A major exhibition looking back at the First World War work of modernist painter Wyndham Lewis is among the special events announced by the Imperial War Museum in its centenary year.
The display at IWM North in Manchester will mark the commissioning of Lewis as an official war artist in 1917, the same year as the Imperial War Museum’s foundation ‘to record the events still taking place during the Great War.’
IWM’s centenary programme also includes a London exhibition exploring the evolution of anti-war protest from WW1 to the present day.

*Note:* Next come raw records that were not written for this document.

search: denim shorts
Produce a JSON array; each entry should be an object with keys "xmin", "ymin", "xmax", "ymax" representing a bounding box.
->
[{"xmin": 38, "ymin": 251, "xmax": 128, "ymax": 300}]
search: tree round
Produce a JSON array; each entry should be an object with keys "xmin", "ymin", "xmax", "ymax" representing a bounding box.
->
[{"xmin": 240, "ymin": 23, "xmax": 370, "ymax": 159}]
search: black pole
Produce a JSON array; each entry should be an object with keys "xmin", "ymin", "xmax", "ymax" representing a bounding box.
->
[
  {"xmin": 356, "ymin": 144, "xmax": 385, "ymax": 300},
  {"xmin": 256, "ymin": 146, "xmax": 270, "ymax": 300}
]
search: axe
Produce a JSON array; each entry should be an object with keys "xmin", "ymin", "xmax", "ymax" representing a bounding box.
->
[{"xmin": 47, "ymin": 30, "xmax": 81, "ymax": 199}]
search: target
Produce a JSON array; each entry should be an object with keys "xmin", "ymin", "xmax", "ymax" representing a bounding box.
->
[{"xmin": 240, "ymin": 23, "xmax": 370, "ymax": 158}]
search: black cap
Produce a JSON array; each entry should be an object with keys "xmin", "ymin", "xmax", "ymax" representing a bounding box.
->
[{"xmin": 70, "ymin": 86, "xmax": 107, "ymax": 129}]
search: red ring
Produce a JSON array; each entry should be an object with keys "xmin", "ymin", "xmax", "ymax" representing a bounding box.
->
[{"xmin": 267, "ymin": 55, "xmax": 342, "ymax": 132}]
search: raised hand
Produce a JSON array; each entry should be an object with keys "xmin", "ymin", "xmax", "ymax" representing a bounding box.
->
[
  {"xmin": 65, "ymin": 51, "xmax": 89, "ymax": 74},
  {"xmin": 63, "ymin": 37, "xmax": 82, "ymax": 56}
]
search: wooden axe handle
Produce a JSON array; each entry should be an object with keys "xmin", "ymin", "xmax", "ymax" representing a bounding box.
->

Wyndham Lewis: Life, Art War, opening at IWM North in June, will feature more than 150 artworks, books, journals and pamphlets, drawn from public, private, national and international collections.
Wyndham Lewis, founder of the Vorticism avant-garde movement, was a radical force in British art and literature.
The forthcoming exhibition will be the first major UK retrospective of his work in almost 40 years, IWM says.
Works by two other noted Great War artists, Paul Nash and CRW Nevinson, will feature in IWM London’s exhibition People Power: Fighting for Peace, exploring 100 years of British anti-war protest.
The modern peace movement was ‘kick started’ in the UK by the Government’s introduction of compulsory military service in 1916, IWM notes. Unlike the great powers of continental Europe, Britain went to war with a volunteer army in 1914.
Beginning with WW1, the exhibition will include personal letters and other items revealing the hostility and punishment faced by the first conscientious objectors.
People Power: Fighting for Peace is at IWM London from 23 March- 28 August 2017.
Wyndham Lewis: Life, Art War will be presented at IWM North, Manchester, from 23 June 2017-January 2018.
2017 is also the 100th anniversary of Duxford airfield near Cambridge, now the site of IWM Duxford. Details of the centenary programme will be published later.